Machine Learning applied to biodiversity data

Description

Artificial intelligence, particularly the branch of machine learning, has grown rapidly in recent years, offering a wide range of techniques that can be used individually or together to analyze, extract patterns, and generate new data across countless application areas, which has led to significant advancements in these disciplines.

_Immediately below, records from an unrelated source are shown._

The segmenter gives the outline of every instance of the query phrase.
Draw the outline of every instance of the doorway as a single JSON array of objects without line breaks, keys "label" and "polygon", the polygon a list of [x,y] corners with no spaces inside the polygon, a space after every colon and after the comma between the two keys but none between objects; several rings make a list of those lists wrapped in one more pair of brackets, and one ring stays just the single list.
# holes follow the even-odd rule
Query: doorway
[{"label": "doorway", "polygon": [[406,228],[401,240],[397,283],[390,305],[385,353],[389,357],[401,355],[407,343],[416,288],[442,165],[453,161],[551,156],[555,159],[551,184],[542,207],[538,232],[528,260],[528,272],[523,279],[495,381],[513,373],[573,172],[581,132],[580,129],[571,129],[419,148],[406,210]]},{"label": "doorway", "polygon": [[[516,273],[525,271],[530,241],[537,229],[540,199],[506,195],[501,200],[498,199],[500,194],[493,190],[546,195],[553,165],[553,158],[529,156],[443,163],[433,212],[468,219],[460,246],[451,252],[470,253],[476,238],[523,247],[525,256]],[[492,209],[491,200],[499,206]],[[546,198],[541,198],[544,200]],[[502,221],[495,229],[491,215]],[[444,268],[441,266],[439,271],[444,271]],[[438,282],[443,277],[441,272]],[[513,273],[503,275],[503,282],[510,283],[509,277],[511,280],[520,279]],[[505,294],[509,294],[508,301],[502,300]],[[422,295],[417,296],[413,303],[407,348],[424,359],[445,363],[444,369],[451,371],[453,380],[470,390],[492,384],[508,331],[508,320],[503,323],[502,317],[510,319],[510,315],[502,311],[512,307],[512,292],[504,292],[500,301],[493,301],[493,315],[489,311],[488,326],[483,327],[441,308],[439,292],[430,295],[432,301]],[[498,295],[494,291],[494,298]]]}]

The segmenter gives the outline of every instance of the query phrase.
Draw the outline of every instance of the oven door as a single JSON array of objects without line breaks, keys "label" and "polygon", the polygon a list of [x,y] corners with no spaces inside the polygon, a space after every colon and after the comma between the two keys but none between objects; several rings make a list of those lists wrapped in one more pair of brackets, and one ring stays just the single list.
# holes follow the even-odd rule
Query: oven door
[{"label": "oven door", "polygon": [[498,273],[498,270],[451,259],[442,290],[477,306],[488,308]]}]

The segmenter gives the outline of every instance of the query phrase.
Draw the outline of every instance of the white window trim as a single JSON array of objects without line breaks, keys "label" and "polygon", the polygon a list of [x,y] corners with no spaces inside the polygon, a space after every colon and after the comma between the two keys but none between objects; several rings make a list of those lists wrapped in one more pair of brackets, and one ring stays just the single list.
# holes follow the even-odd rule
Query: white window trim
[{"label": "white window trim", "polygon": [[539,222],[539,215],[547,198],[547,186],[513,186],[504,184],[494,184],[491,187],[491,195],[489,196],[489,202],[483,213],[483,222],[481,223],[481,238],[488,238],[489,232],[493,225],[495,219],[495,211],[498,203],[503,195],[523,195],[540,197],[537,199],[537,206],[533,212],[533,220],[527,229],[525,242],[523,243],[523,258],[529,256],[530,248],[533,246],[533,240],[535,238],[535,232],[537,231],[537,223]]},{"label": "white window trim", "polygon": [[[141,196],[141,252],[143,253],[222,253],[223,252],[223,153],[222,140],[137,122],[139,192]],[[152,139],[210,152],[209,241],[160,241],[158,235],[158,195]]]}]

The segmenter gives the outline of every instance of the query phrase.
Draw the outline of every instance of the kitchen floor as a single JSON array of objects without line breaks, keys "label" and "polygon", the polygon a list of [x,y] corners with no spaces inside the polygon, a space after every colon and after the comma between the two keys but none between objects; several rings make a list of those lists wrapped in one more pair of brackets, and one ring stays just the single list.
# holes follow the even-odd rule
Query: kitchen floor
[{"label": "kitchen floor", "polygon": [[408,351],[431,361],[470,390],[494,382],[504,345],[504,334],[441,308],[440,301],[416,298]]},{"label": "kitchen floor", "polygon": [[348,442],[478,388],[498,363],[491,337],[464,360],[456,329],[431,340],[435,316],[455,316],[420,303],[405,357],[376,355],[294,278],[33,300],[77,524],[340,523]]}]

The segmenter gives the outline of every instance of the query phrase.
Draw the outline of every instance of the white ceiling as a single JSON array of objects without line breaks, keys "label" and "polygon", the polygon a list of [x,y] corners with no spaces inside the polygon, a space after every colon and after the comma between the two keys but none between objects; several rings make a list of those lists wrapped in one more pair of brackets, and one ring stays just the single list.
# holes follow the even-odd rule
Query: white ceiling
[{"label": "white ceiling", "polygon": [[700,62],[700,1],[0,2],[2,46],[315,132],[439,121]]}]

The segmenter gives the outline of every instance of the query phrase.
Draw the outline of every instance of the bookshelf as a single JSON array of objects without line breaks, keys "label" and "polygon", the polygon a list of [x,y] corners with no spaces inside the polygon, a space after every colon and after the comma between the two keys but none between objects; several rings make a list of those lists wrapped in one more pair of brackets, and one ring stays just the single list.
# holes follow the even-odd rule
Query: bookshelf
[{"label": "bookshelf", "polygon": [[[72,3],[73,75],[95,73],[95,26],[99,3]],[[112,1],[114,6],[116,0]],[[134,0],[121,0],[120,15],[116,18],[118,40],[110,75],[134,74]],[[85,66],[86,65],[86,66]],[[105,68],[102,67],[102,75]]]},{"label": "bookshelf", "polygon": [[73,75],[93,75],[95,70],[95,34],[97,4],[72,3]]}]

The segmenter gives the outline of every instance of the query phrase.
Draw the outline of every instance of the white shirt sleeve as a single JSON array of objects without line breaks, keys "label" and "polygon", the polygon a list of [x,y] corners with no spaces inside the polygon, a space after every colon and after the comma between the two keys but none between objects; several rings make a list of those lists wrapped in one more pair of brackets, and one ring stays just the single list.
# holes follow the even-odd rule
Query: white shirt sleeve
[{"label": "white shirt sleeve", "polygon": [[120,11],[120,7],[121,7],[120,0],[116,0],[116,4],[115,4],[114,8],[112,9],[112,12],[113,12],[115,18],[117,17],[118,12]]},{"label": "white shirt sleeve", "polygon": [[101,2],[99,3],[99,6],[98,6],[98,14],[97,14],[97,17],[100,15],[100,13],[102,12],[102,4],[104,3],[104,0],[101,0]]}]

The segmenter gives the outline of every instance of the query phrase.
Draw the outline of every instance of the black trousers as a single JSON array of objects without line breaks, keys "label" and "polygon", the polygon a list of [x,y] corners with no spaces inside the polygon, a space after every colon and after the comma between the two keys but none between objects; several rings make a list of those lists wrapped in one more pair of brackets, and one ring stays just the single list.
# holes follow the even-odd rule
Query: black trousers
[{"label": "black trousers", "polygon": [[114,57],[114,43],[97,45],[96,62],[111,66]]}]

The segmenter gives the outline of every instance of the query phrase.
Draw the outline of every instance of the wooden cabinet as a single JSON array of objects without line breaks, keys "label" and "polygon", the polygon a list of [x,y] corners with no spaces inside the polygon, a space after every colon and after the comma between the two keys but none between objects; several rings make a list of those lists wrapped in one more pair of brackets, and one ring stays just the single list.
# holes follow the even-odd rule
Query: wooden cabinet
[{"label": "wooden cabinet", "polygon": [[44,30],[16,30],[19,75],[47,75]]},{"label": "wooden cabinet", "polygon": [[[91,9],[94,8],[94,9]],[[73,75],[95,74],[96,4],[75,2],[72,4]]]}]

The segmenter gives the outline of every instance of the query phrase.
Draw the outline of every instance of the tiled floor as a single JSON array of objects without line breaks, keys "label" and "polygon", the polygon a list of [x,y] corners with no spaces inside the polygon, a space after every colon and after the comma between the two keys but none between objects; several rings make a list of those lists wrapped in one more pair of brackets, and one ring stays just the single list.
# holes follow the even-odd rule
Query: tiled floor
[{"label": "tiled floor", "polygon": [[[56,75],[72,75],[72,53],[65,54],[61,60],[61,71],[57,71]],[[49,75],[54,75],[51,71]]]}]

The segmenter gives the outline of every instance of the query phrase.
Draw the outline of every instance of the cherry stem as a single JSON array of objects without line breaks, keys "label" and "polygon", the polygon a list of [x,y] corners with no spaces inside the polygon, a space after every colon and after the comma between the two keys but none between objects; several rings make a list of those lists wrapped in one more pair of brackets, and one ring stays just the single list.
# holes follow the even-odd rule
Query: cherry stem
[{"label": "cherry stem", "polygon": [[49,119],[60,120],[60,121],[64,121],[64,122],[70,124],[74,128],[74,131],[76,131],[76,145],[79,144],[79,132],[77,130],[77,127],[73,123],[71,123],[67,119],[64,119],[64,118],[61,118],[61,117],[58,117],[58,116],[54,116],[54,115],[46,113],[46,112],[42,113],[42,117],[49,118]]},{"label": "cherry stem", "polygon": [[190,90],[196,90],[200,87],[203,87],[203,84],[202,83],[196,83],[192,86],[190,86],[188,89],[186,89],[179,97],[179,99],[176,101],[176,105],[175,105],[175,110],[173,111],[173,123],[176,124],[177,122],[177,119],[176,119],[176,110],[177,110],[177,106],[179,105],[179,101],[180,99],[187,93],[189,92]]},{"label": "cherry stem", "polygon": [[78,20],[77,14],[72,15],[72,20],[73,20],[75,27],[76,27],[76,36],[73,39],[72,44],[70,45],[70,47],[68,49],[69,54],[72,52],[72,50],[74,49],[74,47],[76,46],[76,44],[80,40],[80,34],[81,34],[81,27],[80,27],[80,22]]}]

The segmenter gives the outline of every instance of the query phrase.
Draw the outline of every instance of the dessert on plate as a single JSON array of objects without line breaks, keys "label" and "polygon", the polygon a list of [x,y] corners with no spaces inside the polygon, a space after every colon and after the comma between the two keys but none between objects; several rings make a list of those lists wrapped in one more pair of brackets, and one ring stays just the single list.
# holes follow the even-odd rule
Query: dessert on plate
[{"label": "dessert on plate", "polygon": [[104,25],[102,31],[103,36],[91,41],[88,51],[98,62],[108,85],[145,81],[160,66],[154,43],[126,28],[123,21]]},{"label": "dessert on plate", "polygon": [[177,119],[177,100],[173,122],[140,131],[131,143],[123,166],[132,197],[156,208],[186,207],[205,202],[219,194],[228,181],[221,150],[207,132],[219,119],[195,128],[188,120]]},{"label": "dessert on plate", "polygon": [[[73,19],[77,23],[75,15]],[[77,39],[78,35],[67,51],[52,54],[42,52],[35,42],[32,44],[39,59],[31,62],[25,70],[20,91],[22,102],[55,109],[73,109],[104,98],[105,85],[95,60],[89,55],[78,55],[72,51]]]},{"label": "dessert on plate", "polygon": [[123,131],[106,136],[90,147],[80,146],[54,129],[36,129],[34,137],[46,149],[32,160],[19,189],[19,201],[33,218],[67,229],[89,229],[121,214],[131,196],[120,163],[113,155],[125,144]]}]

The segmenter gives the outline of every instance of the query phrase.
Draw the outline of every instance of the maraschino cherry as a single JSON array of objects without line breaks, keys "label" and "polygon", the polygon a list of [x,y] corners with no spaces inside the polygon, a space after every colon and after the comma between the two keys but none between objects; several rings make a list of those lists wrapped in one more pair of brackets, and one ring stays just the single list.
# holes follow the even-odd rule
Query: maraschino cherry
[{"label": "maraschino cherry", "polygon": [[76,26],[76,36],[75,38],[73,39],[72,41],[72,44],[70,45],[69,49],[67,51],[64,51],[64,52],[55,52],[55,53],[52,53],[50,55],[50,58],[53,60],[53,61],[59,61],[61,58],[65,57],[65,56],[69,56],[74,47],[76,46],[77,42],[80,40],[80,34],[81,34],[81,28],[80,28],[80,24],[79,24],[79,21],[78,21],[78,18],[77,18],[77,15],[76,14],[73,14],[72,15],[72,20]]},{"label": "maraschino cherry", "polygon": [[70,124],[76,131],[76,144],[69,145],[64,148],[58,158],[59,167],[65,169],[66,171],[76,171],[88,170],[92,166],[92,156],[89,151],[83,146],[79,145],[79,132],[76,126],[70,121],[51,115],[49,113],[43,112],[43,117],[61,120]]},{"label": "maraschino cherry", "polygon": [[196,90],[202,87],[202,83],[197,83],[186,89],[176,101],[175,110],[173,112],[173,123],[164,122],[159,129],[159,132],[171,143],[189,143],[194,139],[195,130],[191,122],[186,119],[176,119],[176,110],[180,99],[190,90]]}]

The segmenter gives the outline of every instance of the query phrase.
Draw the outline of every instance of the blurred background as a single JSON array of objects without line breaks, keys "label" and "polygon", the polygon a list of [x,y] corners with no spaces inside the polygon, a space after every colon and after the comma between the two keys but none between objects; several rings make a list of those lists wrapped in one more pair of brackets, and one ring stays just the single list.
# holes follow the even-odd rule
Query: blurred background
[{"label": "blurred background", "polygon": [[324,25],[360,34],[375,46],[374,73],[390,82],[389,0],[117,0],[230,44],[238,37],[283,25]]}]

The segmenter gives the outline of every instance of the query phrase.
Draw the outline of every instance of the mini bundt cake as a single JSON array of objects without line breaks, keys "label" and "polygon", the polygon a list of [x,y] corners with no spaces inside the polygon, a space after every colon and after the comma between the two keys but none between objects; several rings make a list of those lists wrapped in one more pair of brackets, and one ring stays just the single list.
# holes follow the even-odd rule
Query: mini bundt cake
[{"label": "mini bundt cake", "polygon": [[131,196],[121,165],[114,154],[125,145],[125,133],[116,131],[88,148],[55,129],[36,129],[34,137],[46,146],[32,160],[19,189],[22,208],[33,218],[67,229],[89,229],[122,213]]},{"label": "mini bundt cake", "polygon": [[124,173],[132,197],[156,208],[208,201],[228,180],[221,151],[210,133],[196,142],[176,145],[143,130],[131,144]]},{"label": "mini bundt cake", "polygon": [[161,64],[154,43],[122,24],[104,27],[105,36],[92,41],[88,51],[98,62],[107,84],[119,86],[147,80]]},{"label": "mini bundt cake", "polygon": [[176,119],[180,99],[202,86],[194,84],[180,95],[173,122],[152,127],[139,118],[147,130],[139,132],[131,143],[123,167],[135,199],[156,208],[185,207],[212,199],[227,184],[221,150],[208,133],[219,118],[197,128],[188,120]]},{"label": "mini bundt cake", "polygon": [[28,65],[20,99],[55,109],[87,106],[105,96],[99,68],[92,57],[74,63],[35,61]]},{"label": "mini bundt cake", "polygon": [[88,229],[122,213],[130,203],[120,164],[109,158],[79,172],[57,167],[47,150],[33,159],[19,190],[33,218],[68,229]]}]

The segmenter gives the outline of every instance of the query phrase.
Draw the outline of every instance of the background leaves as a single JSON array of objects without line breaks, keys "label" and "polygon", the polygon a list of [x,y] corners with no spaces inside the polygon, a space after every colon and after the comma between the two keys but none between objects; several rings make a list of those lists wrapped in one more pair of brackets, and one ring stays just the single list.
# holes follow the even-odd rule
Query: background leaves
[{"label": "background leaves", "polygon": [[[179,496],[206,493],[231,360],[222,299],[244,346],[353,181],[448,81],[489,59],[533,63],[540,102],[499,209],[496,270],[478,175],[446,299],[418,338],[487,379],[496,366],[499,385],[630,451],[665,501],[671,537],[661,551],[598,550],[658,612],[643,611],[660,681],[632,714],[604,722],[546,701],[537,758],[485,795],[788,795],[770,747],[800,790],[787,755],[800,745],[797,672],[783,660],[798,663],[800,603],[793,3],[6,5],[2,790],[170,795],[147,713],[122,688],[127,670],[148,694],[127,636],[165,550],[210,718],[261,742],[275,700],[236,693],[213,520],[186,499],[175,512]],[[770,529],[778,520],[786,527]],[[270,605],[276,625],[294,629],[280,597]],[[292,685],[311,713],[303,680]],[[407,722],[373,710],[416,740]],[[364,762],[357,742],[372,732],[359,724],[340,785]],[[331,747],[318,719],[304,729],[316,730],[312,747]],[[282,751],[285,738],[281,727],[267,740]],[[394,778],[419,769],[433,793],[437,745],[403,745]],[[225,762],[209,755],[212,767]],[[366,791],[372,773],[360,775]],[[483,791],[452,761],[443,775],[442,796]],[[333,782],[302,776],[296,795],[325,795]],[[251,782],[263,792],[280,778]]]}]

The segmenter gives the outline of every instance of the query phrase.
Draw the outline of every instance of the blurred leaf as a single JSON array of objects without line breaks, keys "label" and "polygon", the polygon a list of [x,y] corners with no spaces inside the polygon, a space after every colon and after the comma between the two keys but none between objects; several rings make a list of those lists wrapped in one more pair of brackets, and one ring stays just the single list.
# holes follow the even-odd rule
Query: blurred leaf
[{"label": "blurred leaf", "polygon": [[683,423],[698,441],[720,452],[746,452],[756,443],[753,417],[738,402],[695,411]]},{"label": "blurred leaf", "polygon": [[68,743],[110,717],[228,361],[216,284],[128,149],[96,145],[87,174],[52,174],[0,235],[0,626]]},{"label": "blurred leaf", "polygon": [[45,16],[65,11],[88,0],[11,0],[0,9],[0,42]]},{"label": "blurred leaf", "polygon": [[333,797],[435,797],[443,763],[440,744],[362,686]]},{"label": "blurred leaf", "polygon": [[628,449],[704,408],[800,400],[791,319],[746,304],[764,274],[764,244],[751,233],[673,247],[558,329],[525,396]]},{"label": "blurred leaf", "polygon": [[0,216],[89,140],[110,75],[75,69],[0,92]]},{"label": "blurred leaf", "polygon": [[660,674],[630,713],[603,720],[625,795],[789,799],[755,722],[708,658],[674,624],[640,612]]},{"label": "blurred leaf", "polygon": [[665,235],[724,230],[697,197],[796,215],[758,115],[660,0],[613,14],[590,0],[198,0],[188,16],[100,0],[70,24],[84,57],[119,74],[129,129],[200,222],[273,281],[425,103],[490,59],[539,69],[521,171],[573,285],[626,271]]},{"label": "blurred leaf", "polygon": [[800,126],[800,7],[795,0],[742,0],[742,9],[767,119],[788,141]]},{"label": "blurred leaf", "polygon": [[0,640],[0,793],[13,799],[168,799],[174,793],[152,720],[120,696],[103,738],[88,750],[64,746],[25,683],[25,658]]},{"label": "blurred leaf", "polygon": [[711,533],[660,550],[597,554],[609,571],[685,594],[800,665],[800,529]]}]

This course was developed in response to the training needs in different areas of data science identified by the Mesoamerican Data Science Network for Biodiversity Conservation (redbioma). It is aimed at professionals working in activities related to biodiversity conservation, so it is focused on problem-solving and developing knowledge and skills to design and implement simple machine learning models (using the Python programming language) applied to datasets relevant to the professional areas of the participants.


Schedule and start date
The course will be offered in two groups with the following schedules:
  • Group #1: Starts on Wednesday, July 10, and will be held every Wednesday from 3:00 PM to 5:00 PM (GMT-6) for 8 weeks.
  • Group #2: Starts on Thursday, July 11, and will be held every Thursday from 6:00 PM to 8:00 PM (GMT-6) for 8 weeks.


Course type
  • Modality: Virtual.
  • Theoretical/Practical: To complete the program, participants must attend more than 75% of virtual synchronous classes and achieve an average greater than or equal to 70 in evaluations.
  • Cost: Free.


Requirements
  • Availability of at least 16 hours during the entire program to attend eight virtual synchronous sessions. (2 hrs/class)
  • Availability of at least 24 hours during the entire the program for completing short assignments, labs, and a final project. (3 hrs/week)
  • Basic knowledge of Python programming, Numpy and Pandas libraries for data handling, and general knowledge of geospatial data representation. Preferably, participants should have completed the Introduction to Python for data science course offered as part of this training program.
  • Fill out the form to Participate in Redbioma activities (previously circulated, please fill out only once).


Registration form

Link: Registration for Machine Learning course


Objectives

General

Development of problem-solving skills for simple cases related to biodiversity conservation using machine learning techniques and understanding this branch of data science/artificial intelligence and its current challenges.


Specific

  • Build a solid understanding of basic concepts, machine learning development cycle, visualization techniques, and well as the role of data in the process, that will help students identify the machine learning skills required for their present and future professional development.
  • Identify the appropriate type of machine learning for each problem type.
  • Build simple models based on supervised, unsupervised, semi-supervised, and deep learning techniques relevant to biodiversity conservation.


Course methodology

The course methodology is based on active and collaborative learning, through problem-solving in labs, research work, and inverted classroom, among others techniques. The purpose is to guide students to strengthen their ability to research, use public datasets, critically analyze scientific articles, and apply new concepts based on previously acquired knowledge and course content.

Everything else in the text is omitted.